8. De la propriété privée dans l'évolution économique

          La division des individus en possédants et non-possédants est le résultat de la division sociale du travail.

          La découverte de la fonction sociale de la propriété privée est le deuxième grand apport fait à la sociologie par l'économie politique classique et par la sociologie individualiste du XVIIIe siècle. Auparavant, la propriété était plus ou moins considérée comme le privilège d'une minorité, l'accaparement d'une partie du bien commun, une institution en somme qui constituait au point de vue moral un mal, encore que peut-être un mal inévitable. Le libéralisme a le premier dégagé la fonction sociale de la propriété privée des moyens de production. Grâce à elle, les biens sont mis à la disposition de ceux qui sont le plus capables d'en tirer parti. Elle les met dans les mains des meilleurs exploitants. Aussi rien n'est-il plus contraire à l'essence de la propriété que les privilèges accordés aux possédants et la protection établie en faveur des producteurs. Toute contrainte imposée à la propriété, tout monopole ou autre privilège en faveur des producteurs constituent des entraves à la fonction sociale de la propriété. Le libéralisme les combat avec la même énergie qu'il s'élève contre toute restriction à la liberté du travailleur.

          Le possédant n'enlève rien à personne. Nul ne peut dire qu'il soit privé parce qu'un autre possède. On flatte les passions envieuses des masses lorsqu'on calcule combien le pauvre pourrait recevoir en plus, si les biens étaient répartis également. Mais, ce faisant, on oublie seulement que l'importance de la production et du revenu de la société n'est pas une constante mais qu'elle dépend au premier chef de la répartition de la propriété. Si cette répartition était différente, alors des exploitants moins capables, dont l'action serait moins efficace, commanderaient à une partie de la production; il en résulterait une diminution de la quantité des biens produits(29). Les conceptions du communisme « partageux » sont des survivances d'une époque où la société n'existait pas encore ou n'avait pas atteint son degré actuel de développement et dans laquelle par conséquent le rendement de la production était beaucoup plus faible. L'homme privé de terre, qui doit vivre sans échanges dans une organisation économique fondée sur l'agriculture, est logique lorsqu'il réclame le partage des terres. Le prolétaire moderne méconnaît la nature de la production sociale quand il nourrit des idées analogues.

          L'idéal socialiste qui préconise le transfert intégral des moyens de production à la société, à l'État, est combattu par le libéralisme au nom de la diminution du rendement qui en résulterait. Le socialisme de l'école de Hegel s'efforce, pour répondre à cette objection, de prouver que l'évolution historique conduit d'une façon nécessaire à la suppression de la propriété privée des moyens de production.
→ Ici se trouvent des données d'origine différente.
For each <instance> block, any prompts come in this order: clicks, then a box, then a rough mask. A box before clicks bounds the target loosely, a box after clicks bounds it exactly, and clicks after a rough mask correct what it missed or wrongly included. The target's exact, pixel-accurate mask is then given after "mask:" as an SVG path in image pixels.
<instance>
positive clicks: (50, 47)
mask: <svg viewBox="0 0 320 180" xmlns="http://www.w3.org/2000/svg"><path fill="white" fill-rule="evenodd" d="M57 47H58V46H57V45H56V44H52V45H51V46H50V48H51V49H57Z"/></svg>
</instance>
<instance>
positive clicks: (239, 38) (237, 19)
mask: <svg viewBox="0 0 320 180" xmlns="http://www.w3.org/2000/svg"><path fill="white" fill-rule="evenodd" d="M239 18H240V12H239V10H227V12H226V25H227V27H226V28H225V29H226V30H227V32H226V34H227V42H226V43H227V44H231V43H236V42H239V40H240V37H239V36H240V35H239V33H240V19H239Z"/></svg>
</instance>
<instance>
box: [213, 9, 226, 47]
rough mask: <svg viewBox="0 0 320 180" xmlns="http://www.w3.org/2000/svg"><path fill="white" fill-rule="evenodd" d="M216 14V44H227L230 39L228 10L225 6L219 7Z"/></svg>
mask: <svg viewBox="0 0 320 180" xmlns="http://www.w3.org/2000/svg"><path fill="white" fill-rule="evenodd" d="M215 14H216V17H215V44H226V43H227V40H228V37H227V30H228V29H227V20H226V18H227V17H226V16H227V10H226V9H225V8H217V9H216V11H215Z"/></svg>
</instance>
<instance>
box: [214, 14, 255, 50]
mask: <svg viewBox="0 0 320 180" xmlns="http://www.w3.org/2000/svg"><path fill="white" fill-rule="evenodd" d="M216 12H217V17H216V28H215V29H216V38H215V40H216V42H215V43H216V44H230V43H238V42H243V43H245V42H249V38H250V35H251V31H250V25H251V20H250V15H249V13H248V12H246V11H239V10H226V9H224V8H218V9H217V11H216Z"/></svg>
          Pour Lassalle, « toute l'évolution historique du droit consiste d'une façon générale en ceci, que le domaine de la propriété privée se restreint de plus en plus et que toujours de nouvelles portions de l'économie lui sont soustraites ». La tendance vers une liberté toujours plus grande de la propriété, tendance que l'on cherche à dégager de l'évolution historique, n'est qu'une apparence. « Si paradoxale que puisse paraître l'idée d'une restriction continue du domaine de la propriété privée comme constituant une loi réelle de l'évolution historique du droit », elle n'en apparaît pas moins comme une vérité lorsqu'on considère les choses de plus près. À la vérité, Lassalle n'a pas procédé à cet examen détaillé; il s'est borné, suivant sa propre expression, « à jeter sur le papier quelques observations superficielles »(30). Et personne ne s'est trouvé après lui pour entreprendre cette démonstration. Mais même si quelqu'un l'avait fait, il n'aurait pas prouvé pour autant la nécessité de cette évolution. Les théories juridiques inspirées par les constructions spéculatives hégéliennes permettent tout au plus de dégager certaines tendances de l'évolution historique dans le passé; il est purement arbitraire d'admettre que la tendance ainsi découverte se maintiendra dans l'avenir. Il n'en serait ainsi que si l'on pouvait également prouver que la force qui a déterminé cette évolution continuera d'agir. L'hégélien Lassalle a ignoré cette difficulté. Pour lui, le problème est résolu par la constitution qu'il croit faire « que cette restriction progressive du domaine de la propriété privée n'a pas d'autre fondement que le développement positif de la liberté humaine »(31). Ainsi, il a intégré sa loi de l'évolution dans le grand schéma de l'évolution historique de Hegel et réalisé tout ce que l'école peut demander.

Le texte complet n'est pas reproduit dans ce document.